Section 4.11 Floating-Point Numbers and Type decimal

  • A real number is a number with a decimal point, such as 7.33, 0.0975 or 1000.12345. C# provides three simple types for storing real numbers—float, double, and decimal.
  • Types float and double are called floating-point types. The primary difference between them and the decimal type is that decimal variables store a limited range of real numbers precisely, but floating-point variables store approximations of real numbers across a much greater range.
  • Variables of type float represent single-precision floating-point numbers and have seven significant digits. Variables of type double represent double-precision floating-point numbers. These require twice as much storage as float variables and provide 15–16 significant digits—approximately double the precision of float variables. Furthermore, variables of type decimal require twice as much storage as double variables and provide 28–29 significant digits.

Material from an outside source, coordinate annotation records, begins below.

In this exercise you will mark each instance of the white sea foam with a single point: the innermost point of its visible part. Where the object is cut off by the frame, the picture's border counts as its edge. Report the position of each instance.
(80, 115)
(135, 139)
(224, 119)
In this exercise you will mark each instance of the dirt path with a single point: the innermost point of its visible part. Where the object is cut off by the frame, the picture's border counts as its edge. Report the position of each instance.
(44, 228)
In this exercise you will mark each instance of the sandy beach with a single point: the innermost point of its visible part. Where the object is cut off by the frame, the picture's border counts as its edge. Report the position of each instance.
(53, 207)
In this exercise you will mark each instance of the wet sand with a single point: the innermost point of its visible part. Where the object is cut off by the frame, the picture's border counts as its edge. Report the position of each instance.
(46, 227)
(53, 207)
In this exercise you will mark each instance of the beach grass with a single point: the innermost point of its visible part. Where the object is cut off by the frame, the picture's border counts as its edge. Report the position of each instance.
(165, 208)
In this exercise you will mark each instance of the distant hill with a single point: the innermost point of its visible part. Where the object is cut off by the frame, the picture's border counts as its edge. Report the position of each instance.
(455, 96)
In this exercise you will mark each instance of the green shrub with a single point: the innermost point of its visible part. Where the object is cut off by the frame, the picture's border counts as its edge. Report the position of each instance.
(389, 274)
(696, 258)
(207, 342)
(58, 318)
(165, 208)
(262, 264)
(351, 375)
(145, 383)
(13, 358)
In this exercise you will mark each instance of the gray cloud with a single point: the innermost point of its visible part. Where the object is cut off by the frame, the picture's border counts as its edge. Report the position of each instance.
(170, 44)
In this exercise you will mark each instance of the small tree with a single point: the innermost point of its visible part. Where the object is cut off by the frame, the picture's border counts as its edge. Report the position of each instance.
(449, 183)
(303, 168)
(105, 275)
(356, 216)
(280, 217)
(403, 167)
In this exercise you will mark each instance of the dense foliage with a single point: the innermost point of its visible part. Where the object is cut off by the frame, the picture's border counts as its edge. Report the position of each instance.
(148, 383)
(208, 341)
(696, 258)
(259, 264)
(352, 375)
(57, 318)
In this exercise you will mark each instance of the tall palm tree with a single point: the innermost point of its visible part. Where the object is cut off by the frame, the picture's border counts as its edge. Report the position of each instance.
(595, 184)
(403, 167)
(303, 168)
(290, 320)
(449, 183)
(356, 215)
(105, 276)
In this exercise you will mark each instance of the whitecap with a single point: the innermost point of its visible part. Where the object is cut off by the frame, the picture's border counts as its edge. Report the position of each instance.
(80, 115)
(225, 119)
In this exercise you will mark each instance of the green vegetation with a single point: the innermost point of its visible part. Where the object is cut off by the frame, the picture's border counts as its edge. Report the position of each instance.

  • Real number values that appear in source code are of type double by default.
  • Convert method ToDecimal extracts a decimal value from a string.
  • The : in a format item indicates that the next character represents a format specifier.
  • The C format specifier specifies a monetary amount (C is for currency).
  • It's possible to declare the get and set accessors of a property with different access modifiers. One accessor must implicitly have the same access as the property and the other must be declared with a more restrictive access modifier than the property; private is more restrictive than public.